Murat BELGE
Murat BELGE Gazete: T24 & BİRİKİM

İdeolojik hegemonya

  • 26.02.2012 00:00

Kapitalizmin hegemonyasını kurması, kapitalizmin uzun zamandır yerleşik olduğu ülkelerde, artık “zor”dan çok “ikna” mekanizmalarıyla yürüyor; bunu çoktandır biliyoruz. Bu son, “neo-liberal” dönem de “ideolojik” rıza gerektiriyor. Onun için, toplumun düşünce tarzını biçimlendirmeye özel bir önem veriyor. Bana her rejimde en korkunç görünen şey insan zihnine yapılan müdahalelerdir. Bu, “reel-sosyalizm” uygulamalarında kabul edilemez bir şeydi. Türkiye gibi ülkelerde hâlâ öyle (Kemalist-milliyetçi ideoloji). Ama “neo-liberalizm”in dogmatizmi de aslında bunlardan aşağıya kalmıyor.

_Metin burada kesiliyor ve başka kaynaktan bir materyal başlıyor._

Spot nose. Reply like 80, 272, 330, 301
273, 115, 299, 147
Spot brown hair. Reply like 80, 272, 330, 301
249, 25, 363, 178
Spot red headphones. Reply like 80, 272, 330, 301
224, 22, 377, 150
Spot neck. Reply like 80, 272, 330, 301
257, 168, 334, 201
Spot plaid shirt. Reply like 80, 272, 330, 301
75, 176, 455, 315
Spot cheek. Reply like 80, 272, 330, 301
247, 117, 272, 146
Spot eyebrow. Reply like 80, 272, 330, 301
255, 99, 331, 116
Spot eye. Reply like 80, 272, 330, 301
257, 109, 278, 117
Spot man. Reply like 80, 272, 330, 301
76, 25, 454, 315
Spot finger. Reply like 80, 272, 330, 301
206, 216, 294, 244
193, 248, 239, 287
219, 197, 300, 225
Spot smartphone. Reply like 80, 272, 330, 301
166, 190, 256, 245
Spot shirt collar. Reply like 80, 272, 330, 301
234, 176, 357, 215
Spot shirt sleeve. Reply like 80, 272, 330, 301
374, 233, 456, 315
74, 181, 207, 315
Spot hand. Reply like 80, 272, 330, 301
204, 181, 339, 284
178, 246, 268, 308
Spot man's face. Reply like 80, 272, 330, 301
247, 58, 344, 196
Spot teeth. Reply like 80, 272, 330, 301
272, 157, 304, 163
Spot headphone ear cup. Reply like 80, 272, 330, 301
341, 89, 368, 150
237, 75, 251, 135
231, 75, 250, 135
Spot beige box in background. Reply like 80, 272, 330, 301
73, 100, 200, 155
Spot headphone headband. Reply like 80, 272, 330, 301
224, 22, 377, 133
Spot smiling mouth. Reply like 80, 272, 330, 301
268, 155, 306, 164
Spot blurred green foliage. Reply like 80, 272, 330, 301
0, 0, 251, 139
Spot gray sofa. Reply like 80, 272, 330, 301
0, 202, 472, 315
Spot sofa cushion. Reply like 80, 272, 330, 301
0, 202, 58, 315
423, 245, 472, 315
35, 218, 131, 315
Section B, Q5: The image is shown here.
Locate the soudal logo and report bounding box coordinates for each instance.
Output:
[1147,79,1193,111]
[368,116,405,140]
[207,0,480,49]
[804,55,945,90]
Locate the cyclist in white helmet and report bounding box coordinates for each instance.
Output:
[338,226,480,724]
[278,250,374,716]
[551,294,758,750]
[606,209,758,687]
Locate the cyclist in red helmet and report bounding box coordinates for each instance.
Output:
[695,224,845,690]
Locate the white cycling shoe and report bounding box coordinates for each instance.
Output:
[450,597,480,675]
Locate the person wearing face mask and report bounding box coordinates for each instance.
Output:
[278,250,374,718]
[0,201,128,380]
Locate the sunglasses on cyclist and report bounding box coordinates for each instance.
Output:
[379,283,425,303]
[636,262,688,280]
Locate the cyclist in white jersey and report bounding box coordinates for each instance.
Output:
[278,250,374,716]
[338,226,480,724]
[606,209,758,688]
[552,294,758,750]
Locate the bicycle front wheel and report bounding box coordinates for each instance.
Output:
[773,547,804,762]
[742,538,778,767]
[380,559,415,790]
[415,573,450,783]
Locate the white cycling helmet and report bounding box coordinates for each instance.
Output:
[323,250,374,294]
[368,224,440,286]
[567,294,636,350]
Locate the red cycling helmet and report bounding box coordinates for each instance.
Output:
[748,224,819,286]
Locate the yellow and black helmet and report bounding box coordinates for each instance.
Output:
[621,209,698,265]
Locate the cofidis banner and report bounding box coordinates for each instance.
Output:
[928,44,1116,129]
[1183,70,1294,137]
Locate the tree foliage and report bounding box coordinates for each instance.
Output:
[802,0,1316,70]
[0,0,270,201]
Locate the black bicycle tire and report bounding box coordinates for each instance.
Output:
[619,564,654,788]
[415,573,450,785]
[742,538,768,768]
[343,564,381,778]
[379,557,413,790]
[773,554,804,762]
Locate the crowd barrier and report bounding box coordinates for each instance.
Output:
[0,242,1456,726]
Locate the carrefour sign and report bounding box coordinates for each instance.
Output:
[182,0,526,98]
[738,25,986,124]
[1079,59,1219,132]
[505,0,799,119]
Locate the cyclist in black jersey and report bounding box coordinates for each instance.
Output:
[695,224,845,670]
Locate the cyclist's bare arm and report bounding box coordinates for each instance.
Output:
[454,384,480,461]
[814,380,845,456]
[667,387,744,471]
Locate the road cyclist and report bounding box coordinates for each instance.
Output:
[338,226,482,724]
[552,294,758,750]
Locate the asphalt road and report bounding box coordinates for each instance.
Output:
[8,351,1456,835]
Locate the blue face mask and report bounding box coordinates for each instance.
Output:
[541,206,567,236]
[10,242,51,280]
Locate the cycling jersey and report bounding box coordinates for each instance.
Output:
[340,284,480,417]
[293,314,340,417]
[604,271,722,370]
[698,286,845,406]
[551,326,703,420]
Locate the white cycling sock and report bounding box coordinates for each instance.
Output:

Dediğim bu düzey, aynı zamanda, bu hegemonyayla mücadele edilmesi gereken düzey. “Üretim ilişkilerinin bugünkü biçimlenişi, insan gelişmesinin önüne set çekiyor” dedim; bunun sonucu, bir sonraki adımı, “Onun için birleşelim ve devrim yapalım. Üstüne de bir ‘proletarya diktatörlüğü’ kuralım” demek değil. Sorun geliyor, “ekonomi insan için mi, yoksa insan ekonomi için mi?” noktasına dayanıyor. Ama zaten tarih boyunca böyle ikilemlerle karşılaştık. Bunlar bazen dayatılıyordu, çok zaman gerçek temelleri de vardı, hayatın içinde. Pek çoğunda, çözümün insan feda ederek bulunacağına inandık ya da inandırıldık. Önce zihindeki bu “defeatism”den kendimizi kurtarmamız gerekiyor.

Bundan kurtulmadan olandan iyisini kurmak bir yana, düşünmek bile güç. Sosyalizm uygulamasının her bozukluğunu Stalin’e yüklemek yanlış (çünkü geri kalanı hokus pokusla temize çıkarma durumunu da içeriyor), ama sosyalizmi tarumar etmekte onunla yarışacak bir başkasını bulmak da zor. Stalin’in kafasındaki “reel” düşünce de, bir veya iki kuşağı feda ederek gelecek kuşaklar için sosyalizmi kurmaktı. Yani onun temelinde de ciddi bir “feda etme” sorunsalı yatıyordu.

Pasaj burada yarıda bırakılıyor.